Comparison with the same period last year

  • Domestic trips rose by 761 million, and the growth rate widened by 3.2 percentage points.
  • Domestic tourism spending increased by RMB 0.50 trillion (69 billion USD), and the growth rate rose by about 1 percentage point.
  • Foreign inbound arrivals swung from negative to positive, jumping 39 percent in Q1, far above the 2024 figure.
  • Outbound volume is estimated to be up roughly 15 percent for the first nine months and is on track to regain pre-pandemic levels for the full year.

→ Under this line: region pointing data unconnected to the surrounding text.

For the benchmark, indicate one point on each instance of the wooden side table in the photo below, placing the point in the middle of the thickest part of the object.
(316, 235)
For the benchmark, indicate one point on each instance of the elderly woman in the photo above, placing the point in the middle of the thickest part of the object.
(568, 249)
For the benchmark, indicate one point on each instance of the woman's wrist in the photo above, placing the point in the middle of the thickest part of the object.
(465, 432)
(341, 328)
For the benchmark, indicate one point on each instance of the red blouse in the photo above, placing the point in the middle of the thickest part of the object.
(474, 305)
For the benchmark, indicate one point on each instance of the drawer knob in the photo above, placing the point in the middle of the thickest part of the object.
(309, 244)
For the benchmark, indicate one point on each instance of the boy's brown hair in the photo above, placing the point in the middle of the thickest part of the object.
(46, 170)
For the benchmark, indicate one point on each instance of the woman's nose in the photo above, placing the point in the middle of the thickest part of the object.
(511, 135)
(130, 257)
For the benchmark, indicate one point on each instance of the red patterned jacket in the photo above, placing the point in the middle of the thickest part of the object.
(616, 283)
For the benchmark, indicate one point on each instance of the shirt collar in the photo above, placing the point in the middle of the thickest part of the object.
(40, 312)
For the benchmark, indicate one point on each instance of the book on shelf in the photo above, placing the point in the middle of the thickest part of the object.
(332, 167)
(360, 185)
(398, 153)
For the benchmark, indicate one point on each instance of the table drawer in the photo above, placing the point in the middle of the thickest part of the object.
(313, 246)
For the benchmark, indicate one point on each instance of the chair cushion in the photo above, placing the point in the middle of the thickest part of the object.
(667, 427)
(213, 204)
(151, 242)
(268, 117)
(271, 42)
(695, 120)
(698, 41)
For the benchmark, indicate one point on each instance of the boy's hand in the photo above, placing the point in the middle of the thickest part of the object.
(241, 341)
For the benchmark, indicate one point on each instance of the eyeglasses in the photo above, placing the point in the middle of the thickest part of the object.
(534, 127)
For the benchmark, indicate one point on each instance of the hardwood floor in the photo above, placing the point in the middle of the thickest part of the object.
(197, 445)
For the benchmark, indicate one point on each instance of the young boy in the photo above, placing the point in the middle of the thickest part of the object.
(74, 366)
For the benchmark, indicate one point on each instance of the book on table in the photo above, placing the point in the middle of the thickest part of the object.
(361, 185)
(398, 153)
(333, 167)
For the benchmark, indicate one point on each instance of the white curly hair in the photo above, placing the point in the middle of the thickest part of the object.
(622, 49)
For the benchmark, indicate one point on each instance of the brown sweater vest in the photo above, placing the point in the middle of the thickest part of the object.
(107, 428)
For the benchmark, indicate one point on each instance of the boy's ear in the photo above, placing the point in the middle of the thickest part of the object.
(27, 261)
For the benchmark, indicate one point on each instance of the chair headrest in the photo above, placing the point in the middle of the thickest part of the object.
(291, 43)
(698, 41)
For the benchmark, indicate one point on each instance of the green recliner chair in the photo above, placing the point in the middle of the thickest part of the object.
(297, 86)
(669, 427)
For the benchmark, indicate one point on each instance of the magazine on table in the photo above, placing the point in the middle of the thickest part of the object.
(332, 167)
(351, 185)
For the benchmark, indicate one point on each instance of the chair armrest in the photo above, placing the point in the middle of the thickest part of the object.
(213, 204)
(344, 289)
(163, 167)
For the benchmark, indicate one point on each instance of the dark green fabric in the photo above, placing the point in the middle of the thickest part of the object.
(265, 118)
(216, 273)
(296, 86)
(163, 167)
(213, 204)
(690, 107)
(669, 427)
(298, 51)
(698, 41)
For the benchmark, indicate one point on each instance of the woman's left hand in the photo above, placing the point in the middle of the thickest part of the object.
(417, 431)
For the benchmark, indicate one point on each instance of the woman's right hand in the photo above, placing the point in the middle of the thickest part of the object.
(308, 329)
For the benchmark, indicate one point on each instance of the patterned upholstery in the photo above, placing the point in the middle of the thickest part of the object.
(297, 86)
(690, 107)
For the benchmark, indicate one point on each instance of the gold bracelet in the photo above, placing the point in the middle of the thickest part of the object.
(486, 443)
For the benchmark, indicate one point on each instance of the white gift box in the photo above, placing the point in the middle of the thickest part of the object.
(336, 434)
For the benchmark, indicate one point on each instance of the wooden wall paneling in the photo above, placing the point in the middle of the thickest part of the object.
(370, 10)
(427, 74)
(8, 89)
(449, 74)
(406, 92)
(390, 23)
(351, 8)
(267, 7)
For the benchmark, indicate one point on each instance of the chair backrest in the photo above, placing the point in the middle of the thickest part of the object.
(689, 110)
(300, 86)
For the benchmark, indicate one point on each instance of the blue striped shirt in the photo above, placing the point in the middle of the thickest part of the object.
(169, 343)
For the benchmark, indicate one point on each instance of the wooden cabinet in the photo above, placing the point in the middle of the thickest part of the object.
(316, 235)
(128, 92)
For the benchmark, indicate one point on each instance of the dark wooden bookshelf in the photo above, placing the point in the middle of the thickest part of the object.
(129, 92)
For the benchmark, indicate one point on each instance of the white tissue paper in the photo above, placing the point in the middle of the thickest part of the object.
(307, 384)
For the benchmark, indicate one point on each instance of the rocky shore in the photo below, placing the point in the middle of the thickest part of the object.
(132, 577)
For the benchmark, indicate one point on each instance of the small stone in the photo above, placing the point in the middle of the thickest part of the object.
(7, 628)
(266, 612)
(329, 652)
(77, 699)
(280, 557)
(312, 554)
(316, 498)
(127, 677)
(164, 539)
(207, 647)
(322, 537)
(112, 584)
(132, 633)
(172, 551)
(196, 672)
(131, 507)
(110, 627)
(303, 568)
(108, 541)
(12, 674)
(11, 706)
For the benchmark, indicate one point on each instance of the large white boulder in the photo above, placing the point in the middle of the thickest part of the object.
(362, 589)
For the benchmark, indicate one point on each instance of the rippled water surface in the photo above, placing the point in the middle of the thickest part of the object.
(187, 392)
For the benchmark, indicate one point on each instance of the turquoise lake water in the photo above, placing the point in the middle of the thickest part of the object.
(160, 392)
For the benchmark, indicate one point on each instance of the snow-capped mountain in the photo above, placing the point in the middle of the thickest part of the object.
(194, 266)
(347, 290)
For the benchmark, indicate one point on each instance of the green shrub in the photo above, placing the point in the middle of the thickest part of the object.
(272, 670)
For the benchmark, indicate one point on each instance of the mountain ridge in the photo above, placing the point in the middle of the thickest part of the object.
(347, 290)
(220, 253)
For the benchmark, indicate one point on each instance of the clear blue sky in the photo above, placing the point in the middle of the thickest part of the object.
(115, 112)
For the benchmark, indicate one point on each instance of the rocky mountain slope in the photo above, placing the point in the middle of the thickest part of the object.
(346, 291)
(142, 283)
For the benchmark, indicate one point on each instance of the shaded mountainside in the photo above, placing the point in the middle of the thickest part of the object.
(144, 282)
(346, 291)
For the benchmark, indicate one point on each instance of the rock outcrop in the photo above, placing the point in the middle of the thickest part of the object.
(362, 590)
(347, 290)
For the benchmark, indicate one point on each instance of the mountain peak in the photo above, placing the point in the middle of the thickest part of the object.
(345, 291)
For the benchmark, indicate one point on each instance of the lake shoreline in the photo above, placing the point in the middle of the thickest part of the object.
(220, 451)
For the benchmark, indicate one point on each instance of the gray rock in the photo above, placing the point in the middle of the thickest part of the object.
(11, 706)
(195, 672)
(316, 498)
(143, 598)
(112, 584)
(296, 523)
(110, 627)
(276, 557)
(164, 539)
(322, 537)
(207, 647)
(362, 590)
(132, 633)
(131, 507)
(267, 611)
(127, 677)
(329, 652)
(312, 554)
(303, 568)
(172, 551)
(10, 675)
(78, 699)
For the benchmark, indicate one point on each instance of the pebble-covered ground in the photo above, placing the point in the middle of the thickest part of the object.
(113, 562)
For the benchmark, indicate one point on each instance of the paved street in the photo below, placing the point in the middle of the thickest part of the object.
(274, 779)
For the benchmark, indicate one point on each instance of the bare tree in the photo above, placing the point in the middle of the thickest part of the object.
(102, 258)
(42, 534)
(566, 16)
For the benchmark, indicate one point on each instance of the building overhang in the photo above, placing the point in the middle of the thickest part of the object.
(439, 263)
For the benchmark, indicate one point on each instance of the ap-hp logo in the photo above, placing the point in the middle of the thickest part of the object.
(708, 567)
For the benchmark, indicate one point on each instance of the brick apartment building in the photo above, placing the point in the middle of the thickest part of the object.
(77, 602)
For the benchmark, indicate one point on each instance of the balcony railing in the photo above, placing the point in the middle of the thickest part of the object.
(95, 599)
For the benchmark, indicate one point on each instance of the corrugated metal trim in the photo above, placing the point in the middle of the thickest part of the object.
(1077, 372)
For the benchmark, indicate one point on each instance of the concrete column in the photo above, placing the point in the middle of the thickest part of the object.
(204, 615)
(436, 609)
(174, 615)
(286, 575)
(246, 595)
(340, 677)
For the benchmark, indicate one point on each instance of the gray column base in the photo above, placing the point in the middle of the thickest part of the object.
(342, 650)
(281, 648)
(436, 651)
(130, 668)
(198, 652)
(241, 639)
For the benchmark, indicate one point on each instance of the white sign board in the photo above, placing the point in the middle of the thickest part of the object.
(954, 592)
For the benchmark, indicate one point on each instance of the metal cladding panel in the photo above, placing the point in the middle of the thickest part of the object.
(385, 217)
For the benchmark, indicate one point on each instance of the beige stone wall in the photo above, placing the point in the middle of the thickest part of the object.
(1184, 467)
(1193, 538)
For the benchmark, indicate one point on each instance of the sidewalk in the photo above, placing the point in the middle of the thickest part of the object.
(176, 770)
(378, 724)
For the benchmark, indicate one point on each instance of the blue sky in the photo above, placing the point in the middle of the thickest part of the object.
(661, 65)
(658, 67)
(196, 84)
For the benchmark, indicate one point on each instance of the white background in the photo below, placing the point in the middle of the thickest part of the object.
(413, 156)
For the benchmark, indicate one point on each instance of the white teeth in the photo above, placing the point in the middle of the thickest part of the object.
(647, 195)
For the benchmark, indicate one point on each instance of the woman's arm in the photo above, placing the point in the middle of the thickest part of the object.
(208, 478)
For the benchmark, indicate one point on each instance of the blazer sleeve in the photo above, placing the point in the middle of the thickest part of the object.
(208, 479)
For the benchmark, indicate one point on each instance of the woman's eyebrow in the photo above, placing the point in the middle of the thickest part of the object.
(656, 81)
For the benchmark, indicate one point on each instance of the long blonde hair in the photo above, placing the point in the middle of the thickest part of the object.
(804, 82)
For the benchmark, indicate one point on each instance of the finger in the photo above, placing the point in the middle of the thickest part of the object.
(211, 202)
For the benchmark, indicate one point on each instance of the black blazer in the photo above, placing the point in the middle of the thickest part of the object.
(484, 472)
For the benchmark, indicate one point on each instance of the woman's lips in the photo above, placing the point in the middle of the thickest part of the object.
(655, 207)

Key market characteristics

  1. Urban-rural “dual engines”: rural trip growth has outpaced urban for two consecutive years, with county-level destinations, rural tourism and homestays leading the charge in lower-tier markets.
  2. Value-conscious yet quality-seeking: per-capita spending is rising more slowly than trip volume, but immersive experiences—museums, live performances, heritage workshops, ice & snow activities, study tours—are booming as travelers chase emotional value and individuality.
  3. Policy dividends keep coming: visa-free transit, simplified visas, instant tax rebates and recovering international seat capacity are fueling a “second-growth curve” for inbound travel.
  4. Younger cohorts dominate: post-90s and post-00s account for the majority of long-haul domestic and outbound bookings; intangible-heritage check-ins, city walks, “performance + food” trips and soft adventures are now top motivations.

Industry outlook

  1. Domestic trips are expected to exceed 6.5 billion for 2025, with domestic spending reaching RMB 5.8 trillion—both all-time highs.
  2. Outbound travellers should hit 150 million in 2025, restoring China’s position in the global top tier; a compound annual growth rate of about 8 percent is projected for 2026-2027.
  3. Inbound foreign arrivals could surpass 50 million for the year, generating roughly USD 120 billion in international tourism receipts and lifting China’s global market share from 4 percent to 4.5 percent.
  4. “Tourism-plus” integrated formats will enter a golden period: culture-sports-tourism, transport-tourism, business-health-study and night economies will expand, while digital tech, AI guides and immersive shows move the value chain upward.
  5. The lower-tier and silver-haired markets will be new blue oceans: as infrastructure in third- and fourth-tier cities and villages improves and retirees upgrade their consumption, rural trips are forecast to account for more than 30 percent of the national total by 2026 and the senior travel market to exceed RMB 1 trillion.

Overall, China’s tourism sector is at a critical window where post-pandemic recovery meets structural upgrading. With diversified demand, digital supply and facilitative policies all reinforcing one another, the market will maintain high prosperity for the next two years and accelerate its shift from scale expansion to high-quality development.